DEAR ABBY: I'm a female manager in a male-dominated field, and a high-level corporate executive. I am good at what I do, but sometimes I become impatient with subordinates who don't "get it" like I do. I admit I prefer the company of some over others.
Several years ago, a friendship with a subordinate turned into something more. I was -- and still am -- married with children. During this time I had to discharge another employee for substandard performance. Since he left he has sent me several unsolicited emails in which he has suggested that he knows about the affair I had with his former co-worker and feels he didn't receive fair treatment because of it.
My former lover is no longer with the company, and I have done everything I can to put this behind me.

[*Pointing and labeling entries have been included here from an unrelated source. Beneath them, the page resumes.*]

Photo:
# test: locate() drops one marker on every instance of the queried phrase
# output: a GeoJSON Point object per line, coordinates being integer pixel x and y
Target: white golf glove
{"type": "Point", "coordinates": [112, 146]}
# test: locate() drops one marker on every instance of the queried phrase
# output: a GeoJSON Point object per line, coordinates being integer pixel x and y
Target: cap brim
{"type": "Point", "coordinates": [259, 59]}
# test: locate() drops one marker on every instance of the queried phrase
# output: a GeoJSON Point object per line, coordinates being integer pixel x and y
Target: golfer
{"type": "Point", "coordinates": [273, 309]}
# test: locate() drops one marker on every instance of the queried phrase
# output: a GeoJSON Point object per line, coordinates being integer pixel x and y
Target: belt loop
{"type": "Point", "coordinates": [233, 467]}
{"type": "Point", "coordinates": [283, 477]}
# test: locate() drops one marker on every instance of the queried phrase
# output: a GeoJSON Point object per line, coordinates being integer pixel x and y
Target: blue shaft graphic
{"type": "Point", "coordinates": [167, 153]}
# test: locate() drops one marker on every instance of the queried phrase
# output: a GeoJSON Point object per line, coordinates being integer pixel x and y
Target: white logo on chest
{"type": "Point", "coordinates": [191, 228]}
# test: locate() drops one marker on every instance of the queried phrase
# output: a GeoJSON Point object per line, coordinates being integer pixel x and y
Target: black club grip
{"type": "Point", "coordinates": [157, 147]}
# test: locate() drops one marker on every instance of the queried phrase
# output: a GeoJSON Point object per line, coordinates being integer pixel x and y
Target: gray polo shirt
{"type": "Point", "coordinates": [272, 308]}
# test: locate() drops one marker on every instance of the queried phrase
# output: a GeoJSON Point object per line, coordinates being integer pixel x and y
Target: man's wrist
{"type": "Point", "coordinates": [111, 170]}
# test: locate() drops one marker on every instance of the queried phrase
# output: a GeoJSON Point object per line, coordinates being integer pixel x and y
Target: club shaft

I still worry, however, that the employee I let go may someday make the company aware of my indiscretions, or worse, my family. Abby, is there anything I can do to set the whole thing right? -- THREATENED IN THE NORTHWEST
DEAR THREATENED: Let me get this straight. You say you are good at your job as a manager, but you lose patience with subordinates who don't "get" things as quickly as you do -- and play favorites among the employees in your department. If that's not a hostile work environment, it's at least one that's very unpleasant. And you had an affair with one of them? Didn't you know that you were leaving your company open to a lawsuit for sexual harassment? It appears that when you assumed the title of manager, you exceeded your level of competence.
You have gotten yourself into a jam from which I can't extricate you. Go to your superiors and tell them about the emails so the company can protect itself from a possible lawsuit for wrongful termination. Stop deluding yourself and face the consequences of any indiscretion you have made because you have placed not only yourself, but also your employer, in jeopardy.